Hacker News new | ask | show | jobs
by dandinu 196 days ago
Oh darn, you're absolutely right (pun intended) about the 32-bit situation. SSE2 is really the "floor" there if you want any kind of reasonable compatibility. I was being a bit optimistic with SSE4.2 even for 64-bit - technically safe for most chips from that era but definitely not all.

The Pentium Pro challenge though... pure x87 FPU inference? That would be gloriously cursed. You'd basically be doing matrix math like it's 1995. `-mfpmath=387` and pray.
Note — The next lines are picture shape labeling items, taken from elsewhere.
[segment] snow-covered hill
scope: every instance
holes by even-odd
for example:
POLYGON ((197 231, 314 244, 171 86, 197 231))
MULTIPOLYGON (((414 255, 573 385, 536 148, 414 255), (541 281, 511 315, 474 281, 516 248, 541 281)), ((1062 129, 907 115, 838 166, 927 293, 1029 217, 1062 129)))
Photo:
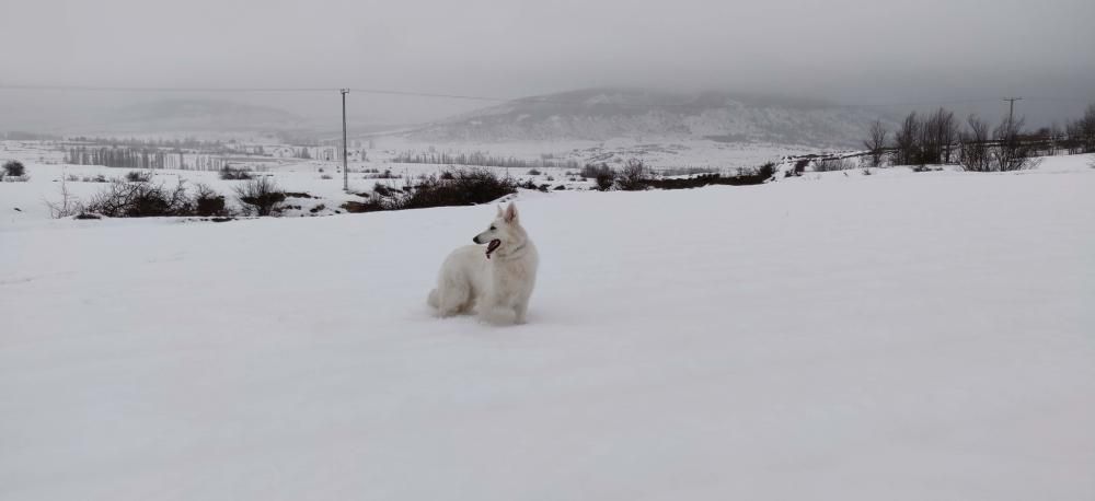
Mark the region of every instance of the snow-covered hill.
POLYGON ((1077 161, 525 193, 509 328, 492 207, 0 224, 0 499, 1095 499, 1077 161))
POLYGON ((427 126, 412 138, 471 142, 706 138, 829 147, 857 144, 876 118, 873 112, 806 100, 590 89, 505 103, 427 126))

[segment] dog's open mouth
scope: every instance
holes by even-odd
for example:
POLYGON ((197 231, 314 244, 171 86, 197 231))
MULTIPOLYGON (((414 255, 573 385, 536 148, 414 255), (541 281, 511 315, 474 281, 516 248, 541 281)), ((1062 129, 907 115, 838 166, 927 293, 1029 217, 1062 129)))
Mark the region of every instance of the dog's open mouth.
POLYGON ((502 241, 498 238, 492 240, 489 244, 486 244, 486 258, 491 258, 491 253, 495 252, 498 246, 502 245, 502 241))

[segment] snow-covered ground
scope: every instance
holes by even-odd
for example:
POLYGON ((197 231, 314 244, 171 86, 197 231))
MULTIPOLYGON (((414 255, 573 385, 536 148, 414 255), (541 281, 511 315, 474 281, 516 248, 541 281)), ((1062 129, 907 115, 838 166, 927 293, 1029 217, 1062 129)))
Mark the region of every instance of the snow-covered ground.
POLYGON ((424 304, 491 207, 3 207, 0 499, 1093 499, 1090 161, 522 193, 517 327, 424 304))

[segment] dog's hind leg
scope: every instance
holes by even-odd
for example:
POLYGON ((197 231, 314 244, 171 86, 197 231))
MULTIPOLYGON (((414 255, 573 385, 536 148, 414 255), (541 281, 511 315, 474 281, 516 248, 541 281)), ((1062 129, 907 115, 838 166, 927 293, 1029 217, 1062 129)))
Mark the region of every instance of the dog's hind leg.
POLYGON ((437 313, 441 316, 453 316, 468 310, 469 290, 466 288, 448 288, 438 293, 437 313))
POLYGON ((519 301, 514 306, 514 314, 516 315, 515 318, 514 318, 514 323, 515 324, 523 324, 525 323, 525 314, 528 311, 529 311, 529 302, 528 301, 519 301))

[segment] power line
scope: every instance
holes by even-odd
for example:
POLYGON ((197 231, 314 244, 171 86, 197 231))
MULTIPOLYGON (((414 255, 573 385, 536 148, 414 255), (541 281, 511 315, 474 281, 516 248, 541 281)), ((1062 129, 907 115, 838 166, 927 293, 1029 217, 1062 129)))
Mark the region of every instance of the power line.
MULTIPOLYGON (((544 104, 567 104, 587 105, 587 101, 560 100, 553 97, 499 97, 474 94, 437 93, 400 91, 392 89, 368 89, 351 88, 355 93, 376 95, 397 95, 407 97, 434 97, 448 100, 481 101, 493 103, 544 103, 544 104)), ((343 88, 183 88, 183 86, 111 86, 111 85, 41 85, 41 84, 7 84, 0 83, 0 90, 20 91, 76 91, 76 92, 138 92, 138 93, 327 93, 341 92, 343 88)), ((943 106, 955 104, 990 103, 996 98, 965 98, 965 100, 942 100, 923 102, 891 102, 891 103, 821 103, 818 107, 902 107, 902 106, 943 106)), ((1027 97, 1026 101, 1057 101, 1057 102, 1087 102, 1082 98, 1061 97, 1027 97)), ((710 108, 708 104, 696 103, 606 103, 620 107, 632 108, 710 108)))

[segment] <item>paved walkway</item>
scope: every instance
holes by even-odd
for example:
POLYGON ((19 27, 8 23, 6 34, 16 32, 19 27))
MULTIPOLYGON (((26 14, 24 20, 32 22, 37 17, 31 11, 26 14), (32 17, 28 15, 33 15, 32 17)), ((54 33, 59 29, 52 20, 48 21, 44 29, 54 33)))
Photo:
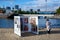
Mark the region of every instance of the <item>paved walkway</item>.
POLYGON ((22 37, 13 33, 12 28, 0 28, 0 40, 60 40, 60 29, 52 31, 51 34, 42 34, 35 35, 32 33, 24 33, 22 37))

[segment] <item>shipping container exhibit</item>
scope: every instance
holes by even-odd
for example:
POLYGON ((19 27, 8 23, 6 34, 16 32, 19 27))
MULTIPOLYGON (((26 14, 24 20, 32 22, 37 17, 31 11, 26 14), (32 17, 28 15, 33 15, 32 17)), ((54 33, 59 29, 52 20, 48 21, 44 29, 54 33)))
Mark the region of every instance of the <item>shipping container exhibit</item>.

I'm genuinely tempted to try this now. The build flags would be something like:

  -DGGML_AVX=OFF -DGGML_AVX2=OFF -DGGML_FMA=OFF \
  -DGGML_F16C=OFF -DGGML_SSE42=OFF -DGGML_SSSE3=OFF \
  -DGGML_SSE3=OFF -DGGML_SSE2=OFF  # pain begins here
And then adding `-ffast-math` to `CMAKE_C_FLAGS` because at that point, who cares about IEEE 754 compliance, we're running a transformer on hardware that predates Google.

If someone actually has a Pentium Pro lying around and wants to see Qwen-0.5B running on it... that would be the ultimate read for me as well.

Thanks for the kind words. Always fun to find fellow retro computing degenerates in the wild.